Polícia investiga denúncia de agressão que teria levado cão a perder a visão
A Polícia Civil está investigando uma denúncia de agressão contra um cachorro que perdeu a visão de um dos olhos em Governador Valadares, no estado de Minas Gerais. Logan, como passou a ser chamado, foi resgatado por protetores independentes, que registraram um boletim de ocorrência alegando maus-tratos.

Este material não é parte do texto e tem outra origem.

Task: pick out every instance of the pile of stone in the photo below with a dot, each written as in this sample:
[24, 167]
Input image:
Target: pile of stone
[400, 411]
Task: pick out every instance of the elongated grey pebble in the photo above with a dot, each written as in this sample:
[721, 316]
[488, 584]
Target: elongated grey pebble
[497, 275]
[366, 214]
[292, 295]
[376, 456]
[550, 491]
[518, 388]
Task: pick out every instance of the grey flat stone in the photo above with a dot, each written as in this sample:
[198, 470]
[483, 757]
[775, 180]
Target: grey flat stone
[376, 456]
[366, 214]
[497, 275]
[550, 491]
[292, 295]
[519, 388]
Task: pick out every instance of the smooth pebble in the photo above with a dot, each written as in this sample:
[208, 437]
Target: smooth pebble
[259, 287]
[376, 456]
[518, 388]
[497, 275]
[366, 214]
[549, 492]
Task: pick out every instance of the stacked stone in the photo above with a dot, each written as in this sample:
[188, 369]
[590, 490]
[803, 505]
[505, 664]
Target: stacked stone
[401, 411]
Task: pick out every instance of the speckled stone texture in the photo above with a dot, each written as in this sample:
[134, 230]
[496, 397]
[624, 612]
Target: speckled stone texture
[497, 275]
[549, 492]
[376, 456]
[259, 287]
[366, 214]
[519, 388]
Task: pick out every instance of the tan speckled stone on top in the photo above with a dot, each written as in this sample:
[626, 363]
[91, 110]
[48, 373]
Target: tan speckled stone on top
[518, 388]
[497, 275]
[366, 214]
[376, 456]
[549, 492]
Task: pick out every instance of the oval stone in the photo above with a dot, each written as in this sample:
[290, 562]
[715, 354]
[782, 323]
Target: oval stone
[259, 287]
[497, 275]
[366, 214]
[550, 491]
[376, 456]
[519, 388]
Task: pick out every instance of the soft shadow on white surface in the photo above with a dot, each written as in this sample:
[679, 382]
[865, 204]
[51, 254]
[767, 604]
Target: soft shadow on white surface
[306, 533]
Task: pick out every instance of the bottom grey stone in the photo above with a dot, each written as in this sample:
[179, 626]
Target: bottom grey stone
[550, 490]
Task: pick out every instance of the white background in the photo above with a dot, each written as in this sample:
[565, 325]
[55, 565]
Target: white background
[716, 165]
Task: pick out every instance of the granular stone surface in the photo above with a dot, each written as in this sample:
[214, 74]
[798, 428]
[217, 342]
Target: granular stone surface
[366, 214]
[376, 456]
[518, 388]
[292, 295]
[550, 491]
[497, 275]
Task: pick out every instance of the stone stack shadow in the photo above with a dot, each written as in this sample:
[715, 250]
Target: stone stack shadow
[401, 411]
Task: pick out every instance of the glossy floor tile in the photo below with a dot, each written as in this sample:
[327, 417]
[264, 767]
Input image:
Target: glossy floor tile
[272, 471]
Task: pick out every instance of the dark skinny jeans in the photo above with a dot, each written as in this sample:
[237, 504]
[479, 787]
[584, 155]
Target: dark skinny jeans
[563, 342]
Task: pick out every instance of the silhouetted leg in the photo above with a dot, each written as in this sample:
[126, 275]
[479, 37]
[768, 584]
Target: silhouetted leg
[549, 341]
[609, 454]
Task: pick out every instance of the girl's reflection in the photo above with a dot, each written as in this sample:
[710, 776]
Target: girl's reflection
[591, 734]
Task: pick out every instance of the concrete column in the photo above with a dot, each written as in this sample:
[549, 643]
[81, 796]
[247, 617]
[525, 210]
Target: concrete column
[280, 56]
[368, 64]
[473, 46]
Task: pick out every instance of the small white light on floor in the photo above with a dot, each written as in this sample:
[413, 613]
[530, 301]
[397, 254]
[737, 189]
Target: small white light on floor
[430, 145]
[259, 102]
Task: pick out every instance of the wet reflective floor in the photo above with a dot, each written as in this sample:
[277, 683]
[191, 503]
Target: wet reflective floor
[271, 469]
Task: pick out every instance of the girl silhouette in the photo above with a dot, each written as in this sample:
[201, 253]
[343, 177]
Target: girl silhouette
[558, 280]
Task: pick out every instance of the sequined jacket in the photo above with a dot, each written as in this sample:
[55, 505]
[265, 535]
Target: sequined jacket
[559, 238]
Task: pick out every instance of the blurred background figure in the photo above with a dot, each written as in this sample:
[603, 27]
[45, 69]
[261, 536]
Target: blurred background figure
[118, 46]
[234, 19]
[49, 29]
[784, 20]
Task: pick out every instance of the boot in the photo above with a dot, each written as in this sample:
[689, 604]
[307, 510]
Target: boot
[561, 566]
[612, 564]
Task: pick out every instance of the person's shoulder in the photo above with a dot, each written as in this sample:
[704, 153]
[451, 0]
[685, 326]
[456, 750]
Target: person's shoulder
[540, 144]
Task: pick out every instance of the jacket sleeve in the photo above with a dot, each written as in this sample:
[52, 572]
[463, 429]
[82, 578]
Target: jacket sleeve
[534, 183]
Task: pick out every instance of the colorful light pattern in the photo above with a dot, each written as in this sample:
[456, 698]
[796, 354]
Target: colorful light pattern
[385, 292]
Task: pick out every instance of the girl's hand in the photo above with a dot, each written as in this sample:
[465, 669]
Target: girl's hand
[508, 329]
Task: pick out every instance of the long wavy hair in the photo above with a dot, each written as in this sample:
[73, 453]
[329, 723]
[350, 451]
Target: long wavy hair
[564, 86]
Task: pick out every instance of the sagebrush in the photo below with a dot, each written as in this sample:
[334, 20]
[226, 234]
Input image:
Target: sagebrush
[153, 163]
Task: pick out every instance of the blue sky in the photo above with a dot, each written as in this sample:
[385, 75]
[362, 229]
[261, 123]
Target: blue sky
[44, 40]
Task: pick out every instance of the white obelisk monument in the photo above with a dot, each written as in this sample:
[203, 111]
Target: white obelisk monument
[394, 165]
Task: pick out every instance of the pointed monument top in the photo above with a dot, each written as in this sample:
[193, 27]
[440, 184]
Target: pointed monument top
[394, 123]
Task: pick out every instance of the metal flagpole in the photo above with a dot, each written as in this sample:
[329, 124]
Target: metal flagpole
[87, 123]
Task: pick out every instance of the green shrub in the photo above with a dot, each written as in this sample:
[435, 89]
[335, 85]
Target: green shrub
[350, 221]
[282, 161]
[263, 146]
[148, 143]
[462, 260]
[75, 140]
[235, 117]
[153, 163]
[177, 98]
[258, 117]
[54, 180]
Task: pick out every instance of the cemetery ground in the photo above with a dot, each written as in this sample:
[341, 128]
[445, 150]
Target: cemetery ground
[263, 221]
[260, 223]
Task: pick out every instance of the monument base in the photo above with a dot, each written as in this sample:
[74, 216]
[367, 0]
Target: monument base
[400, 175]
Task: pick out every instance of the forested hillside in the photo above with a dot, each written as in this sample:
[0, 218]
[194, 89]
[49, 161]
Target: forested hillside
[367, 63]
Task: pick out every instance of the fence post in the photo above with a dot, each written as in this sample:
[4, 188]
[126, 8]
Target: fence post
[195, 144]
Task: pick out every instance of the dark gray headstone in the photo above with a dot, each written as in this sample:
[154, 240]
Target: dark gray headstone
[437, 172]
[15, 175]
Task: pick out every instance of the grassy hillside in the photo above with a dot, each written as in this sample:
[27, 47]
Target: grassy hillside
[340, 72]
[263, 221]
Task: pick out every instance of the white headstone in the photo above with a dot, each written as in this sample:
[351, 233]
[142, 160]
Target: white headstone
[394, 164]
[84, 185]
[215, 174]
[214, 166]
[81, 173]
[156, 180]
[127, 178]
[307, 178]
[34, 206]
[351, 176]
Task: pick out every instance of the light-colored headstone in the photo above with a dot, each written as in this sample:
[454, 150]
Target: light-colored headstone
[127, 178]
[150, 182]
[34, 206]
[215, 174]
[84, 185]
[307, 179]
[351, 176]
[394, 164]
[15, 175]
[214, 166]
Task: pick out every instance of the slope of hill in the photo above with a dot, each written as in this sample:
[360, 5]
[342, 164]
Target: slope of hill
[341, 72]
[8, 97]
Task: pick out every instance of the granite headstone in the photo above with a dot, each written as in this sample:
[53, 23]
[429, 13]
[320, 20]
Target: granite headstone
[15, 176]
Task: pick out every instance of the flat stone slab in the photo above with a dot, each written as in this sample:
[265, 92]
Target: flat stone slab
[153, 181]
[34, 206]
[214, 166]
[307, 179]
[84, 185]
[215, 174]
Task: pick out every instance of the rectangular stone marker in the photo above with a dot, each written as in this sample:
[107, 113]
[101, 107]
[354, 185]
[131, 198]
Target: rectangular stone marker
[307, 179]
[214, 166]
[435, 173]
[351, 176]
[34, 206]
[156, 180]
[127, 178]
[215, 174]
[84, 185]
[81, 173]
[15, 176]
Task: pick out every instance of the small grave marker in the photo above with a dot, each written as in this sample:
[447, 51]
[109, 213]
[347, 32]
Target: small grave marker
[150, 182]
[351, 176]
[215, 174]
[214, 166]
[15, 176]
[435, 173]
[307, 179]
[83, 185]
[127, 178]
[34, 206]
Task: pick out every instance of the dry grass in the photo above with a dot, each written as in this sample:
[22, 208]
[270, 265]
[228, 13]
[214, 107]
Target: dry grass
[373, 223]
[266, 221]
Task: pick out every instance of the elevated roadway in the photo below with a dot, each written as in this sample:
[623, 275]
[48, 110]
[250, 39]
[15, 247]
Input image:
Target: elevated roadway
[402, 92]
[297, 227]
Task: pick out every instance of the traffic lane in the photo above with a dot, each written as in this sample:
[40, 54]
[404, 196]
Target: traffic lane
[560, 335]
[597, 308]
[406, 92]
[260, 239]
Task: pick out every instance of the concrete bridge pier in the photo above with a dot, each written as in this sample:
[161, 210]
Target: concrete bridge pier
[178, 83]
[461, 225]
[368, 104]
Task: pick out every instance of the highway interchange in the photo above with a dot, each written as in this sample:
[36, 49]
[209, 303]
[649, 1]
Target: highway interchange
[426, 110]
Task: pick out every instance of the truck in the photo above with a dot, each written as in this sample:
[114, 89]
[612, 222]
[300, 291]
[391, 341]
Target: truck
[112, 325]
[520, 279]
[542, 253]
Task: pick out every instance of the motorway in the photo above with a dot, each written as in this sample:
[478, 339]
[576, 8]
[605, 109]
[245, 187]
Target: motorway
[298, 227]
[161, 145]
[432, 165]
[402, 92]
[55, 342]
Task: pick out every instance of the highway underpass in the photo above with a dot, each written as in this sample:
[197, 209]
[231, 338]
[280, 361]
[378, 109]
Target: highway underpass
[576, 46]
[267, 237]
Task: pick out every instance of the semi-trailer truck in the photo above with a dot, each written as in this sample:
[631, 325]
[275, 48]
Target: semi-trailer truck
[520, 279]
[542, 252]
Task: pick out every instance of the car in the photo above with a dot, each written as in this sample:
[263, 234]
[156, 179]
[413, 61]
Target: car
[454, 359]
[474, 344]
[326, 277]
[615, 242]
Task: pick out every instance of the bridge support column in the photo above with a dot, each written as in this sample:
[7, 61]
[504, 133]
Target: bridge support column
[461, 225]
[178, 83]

Foto: Cristiano Dias/Inter TV dos Vales
“As pessoas nos relataram que um homem estava dentro de um carro e parecia discutir com uma mulher. Exaltado, ele saiu do carro e começou a agredir o cachorro com chutes. A agressão foi tão violenta que o globo ocular do cachorro saiu do lugar”, afirma ao G1 a protetora Ailza Chavier. O possível agressor não foi identificado.
Logan permanece internado, sem previsão de alta. “Ele teve uma lesão muito séria no globo ocular, um deslocamento. Ele perdeu a visão nesse olho, mas já está bem melhor com os remédios. Assim que estiver melhor vamos arrumar um lar para ele”, diz a veterinária Patrícia Zanini.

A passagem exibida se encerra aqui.